Large-Scale Peer-Assisted Online Hosting, Distribution and Video Streaming Systems: Design, Modeling and Practice

The Hong Kong University of Science and Technology
Department of Computer Science and Engineering


PhD Thesis Defence


Title: "Large-Scale Peer-Assisted Online Hosting, Distribution and
Video Streaming Systems: Design, Modeling and Practice"

By

Mr. Fangming Liu


Abstract

Large-scale peer-assisted content distribution systems within the "cloud" 
of the Internet have provided valuable services to a large population of 
end users, ranging from file sharing, live video streaming, to 
video-on-demand (VoD). Great attention from both academia and industry has 
been devoted into this area. With users not only downloading data but also 
uploading data to one another, such peer-assisted systems are easy to 
deploy and have good scalability. However, due to the highly dynamic 
nature of distributed peers with heterogeneous capacities and diverse 
behaviors, there still remain several fundamental challenges in 
large-scale peer-assisted content distribution and video streaming 
systems, with respect to the cost-performance trade-off in peer-assisted 
online hosting and distribution, and the flash crowd problem in P2P live 
streaming, as well as the service qualities of peer-assisted VoD. This 
thesis seeks to address these challenges through not only mathematical 
modeling and analysis, but also practical system design and measurement, 
in order to bridge theory and practice.

First, to guarantee adequate levels of service quality while conserving 
prohibitive server costs, we seek to explore the design space of online 
hosting and distribution systems that integrate peer bandwidth 
contributions with strategic server resource provisioning in a 
complementary and transparent manner. Specifically, we first model and 
analyze new strategies to allocate scarce server resources --- including 
both storage space and bandwidth --- in peer-assisted online hosting 
systems. The objective is to maximize the use of limited server storage 
and bandwidth resources to guarantee adequate levels of file availability 
and downloading performance, while taking full advantage of peer 
assistance. We identify a number of unique challenges involved in such 
systems, and propose our design of resource allocation protocols to 
address these challenges. Based on the guidelines derived from our 
analysis, we design and measure FS2You, a large-scale and real-world 
online hosting system with peer bandwidth assistance and semi-persistent 
file availability. FS2You is designed to dramatically mitigate server 
bandwidth costs. We present our architectural and protocol design, as well 
as an extensive measurement study at a large scale to demonstrate the 
effectiveness of our design, using real-world traces that we have 
collected. To our knowledge, our work represents the first attempt to 
design, implement, and evaluate a new peer-assisted semi-persistent online 
hosting system at a realistic scale. Since the launch of FS2You, it has 
quickly become one of the most popular online hosting systems in mainland 
China, and a favorite in many online forums across the country.
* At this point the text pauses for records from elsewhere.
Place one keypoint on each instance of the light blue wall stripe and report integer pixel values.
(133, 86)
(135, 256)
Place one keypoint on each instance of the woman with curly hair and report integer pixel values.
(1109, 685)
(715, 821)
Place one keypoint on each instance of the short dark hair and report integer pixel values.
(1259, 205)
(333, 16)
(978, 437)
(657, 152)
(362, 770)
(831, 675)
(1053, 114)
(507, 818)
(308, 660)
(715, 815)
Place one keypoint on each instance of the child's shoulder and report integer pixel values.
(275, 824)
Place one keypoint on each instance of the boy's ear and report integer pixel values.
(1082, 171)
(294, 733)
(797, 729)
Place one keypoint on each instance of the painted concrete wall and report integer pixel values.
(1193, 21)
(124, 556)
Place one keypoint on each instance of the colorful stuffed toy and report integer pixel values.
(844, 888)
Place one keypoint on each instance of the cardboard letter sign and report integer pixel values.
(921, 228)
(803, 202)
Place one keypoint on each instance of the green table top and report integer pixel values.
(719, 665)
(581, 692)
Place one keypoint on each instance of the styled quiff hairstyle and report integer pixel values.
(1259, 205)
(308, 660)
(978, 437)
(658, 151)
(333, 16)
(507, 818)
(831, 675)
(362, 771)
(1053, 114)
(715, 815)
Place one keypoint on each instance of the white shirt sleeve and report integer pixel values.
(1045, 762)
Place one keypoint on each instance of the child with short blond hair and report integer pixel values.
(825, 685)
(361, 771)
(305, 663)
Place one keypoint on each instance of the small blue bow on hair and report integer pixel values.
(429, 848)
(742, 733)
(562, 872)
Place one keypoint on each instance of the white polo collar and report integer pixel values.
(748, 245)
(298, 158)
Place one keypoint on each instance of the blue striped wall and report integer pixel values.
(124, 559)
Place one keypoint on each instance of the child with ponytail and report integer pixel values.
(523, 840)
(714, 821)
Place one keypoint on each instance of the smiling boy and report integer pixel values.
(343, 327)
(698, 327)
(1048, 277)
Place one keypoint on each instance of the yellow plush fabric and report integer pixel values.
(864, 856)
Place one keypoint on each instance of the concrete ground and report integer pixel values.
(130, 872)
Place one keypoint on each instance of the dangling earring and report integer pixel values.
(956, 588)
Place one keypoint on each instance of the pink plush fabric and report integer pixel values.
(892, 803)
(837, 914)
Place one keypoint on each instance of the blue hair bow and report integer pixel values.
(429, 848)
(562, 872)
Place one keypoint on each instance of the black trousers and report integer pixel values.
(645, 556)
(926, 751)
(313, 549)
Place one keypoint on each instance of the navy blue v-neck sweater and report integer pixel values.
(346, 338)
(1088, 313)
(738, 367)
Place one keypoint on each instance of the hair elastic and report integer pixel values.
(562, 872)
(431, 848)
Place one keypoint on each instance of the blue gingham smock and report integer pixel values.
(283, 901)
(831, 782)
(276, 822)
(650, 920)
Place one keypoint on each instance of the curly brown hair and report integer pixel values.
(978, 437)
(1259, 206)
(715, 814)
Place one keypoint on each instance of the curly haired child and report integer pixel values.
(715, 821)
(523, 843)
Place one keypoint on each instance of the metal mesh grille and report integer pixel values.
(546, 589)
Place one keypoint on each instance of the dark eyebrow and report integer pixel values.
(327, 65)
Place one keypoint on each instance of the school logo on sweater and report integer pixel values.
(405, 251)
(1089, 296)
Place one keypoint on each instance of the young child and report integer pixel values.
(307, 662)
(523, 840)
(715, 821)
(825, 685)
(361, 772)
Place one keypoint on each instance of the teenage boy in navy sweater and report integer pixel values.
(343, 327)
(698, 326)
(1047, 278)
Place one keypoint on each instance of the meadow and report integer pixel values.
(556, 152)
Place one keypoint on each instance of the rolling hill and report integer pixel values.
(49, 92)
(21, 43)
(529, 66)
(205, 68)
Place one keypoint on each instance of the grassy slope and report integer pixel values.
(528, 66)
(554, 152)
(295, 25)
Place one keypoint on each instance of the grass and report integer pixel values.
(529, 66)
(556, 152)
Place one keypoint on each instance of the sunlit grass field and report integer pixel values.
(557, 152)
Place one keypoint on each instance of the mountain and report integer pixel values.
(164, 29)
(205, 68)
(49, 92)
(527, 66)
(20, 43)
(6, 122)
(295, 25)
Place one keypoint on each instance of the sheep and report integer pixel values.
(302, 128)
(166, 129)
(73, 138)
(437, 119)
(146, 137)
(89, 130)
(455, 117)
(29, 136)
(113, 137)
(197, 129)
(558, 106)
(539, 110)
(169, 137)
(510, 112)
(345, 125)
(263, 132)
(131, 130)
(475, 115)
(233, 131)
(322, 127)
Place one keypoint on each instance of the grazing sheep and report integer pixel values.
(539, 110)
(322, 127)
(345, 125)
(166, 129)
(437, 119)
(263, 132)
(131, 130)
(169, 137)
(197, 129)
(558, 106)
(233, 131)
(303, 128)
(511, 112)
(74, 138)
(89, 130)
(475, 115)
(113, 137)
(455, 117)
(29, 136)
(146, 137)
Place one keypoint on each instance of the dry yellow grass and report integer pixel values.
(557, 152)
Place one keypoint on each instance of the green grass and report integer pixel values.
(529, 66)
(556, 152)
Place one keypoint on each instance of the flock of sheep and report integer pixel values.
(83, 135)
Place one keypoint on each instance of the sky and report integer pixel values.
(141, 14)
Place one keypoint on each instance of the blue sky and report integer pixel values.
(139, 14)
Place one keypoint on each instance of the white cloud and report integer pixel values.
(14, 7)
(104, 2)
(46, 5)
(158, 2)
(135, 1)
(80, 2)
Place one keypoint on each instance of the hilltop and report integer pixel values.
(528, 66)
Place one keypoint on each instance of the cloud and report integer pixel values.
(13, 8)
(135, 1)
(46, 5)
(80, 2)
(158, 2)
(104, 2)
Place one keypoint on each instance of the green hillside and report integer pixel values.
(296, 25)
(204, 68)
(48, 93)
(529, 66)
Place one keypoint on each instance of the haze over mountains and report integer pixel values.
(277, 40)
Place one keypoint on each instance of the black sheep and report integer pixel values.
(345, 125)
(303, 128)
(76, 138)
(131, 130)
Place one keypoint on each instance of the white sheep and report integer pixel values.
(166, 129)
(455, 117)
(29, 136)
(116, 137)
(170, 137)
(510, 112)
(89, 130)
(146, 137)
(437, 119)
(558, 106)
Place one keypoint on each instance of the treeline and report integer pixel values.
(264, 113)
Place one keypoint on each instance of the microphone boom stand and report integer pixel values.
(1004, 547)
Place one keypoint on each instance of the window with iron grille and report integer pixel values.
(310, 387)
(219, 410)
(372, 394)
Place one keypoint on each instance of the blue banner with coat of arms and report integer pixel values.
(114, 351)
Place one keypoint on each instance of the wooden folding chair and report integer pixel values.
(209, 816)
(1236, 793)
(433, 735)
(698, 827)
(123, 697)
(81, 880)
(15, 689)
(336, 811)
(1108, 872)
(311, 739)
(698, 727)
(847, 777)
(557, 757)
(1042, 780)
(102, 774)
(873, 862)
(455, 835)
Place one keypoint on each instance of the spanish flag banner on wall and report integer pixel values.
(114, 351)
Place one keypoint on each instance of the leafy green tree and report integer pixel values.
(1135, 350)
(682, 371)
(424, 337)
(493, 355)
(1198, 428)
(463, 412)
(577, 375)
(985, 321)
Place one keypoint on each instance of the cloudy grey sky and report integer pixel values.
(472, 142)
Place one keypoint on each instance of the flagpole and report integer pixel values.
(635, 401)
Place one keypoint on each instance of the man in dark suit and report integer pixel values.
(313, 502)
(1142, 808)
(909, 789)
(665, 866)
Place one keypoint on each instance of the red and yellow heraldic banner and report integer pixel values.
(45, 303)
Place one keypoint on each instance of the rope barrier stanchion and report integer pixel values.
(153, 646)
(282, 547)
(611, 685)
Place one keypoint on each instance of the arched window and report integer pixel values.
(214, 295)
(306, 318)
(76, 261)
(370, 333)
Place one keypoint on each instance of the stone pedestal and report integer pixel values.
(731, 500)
Second, it is evident from our experiences with real-world P2P live 
streaming systems that, it is not uncommon to have hundreds of thousands 
of users trying to join a program in the first few minutes of a live 
broadcast. This phenomenon, unique in live streaming systems, referred to 
as the flash crowd, poses significant challenges in the system scalability 
and user experience. We develop a mathematical model to capture and 
understand the inherent relationship between time and scale in P2P 
streaming systems under the flash crowd. Specifically, we show that there 
is a fundamental upper bound on the system scale with respect to a time 
constraint. In addition, our analysis has brought forth an in-depth 
understanding on the effects of the gossip protocol and peer churn. To our 
knowledge, our work represents the first attempt to provide an analytical 
characterization and understanding of the inherent scale-time relationship 
in P2P streaming systems, with a particular focus on the flash crowd and 
various critical factors.

Third, due to the lack of theoretical foundation and new storage and 
transmission mechanisms, the service qualities --- including the video 
streaming bit rates and the startup and seek latencies --- provided by 
current peer-assisted VoD systems are still far from optimum. In practice, 
we design, implement, fine-tune and measure Novasky, a real-world VoD 
system capable of delivering cinematic-quality video streams to end users. 
The foundation of the Novasky design is a P2P storage cloud, storing and 
refreshing media streams in a decentralized fashion using local storage 
spaces of end users. Different from existing peer-assisted VoD systems, it 
features a new peer storage and replacement algorithm using Reed-Solomon 
codes and an adaptive server push-to-peer strategy. Novasky has been 
deployed in the Tsinghua University campus network, operational since 
September 2009, attracting 10,000 users to date, and providing over 1,000 
DVD or 720p video streams with bit rates of 1 - 2 Mbps. Based on 
real-world traces collected over 6 months, we show that Novasky can 
achieve rapid startups within 4 - 9 seconds, and extremely short seek 
latencies within 3 seconds.

Furthermore, we develop a theoretical framework based on queueing models, 
in order to (1) justify the superiority of service prioritization based on 
a taxonomy of requests, and (2) understand the fundamental principles 
behind optimal caching and prefetching designs in peer-assisted VoD 
systems. The focus is to instruct how limited uploading bandwidth 
resources and peer caching capacities can be utilized most efficiently to 
achieve better system performance. Specifically, we first use priority 
queueing analysis to prove how service quality and user experience can be 
statistically guaranteed, by prioritizing requests in the order of 
significance, including urgent playback (e.g., random seeks or initial 
startup), normal playback, and prefetching. We then proceed to construct a 
fine-grained stochastic supply-demand model to investigate peer caching 
and prefetching as a global optimization problem. This can not only 
provide insights in understanding the fundamental characterization of 
demand, but also offer guidelines towards optimal caching and prefetching 
strategies in peer-assisted VoD systems.


Date:			Tuesday, 25 January 2011

Time:			2:00pm – 4:00pm

Venue:			Room 3501
 			Lifts 25/26

Chairman:		Prof. Jingshen Wu (MECH)

Committee Members:	Prof. Bo Li (Supervisor)
 			Prof. Lin Gu
 			Prof. Qian Zhang
                         Prof. Danny Tsang (ECE)
                         Prof. Jiannong Cao (Computing, PolyU.)


**** ALL are Welcome ****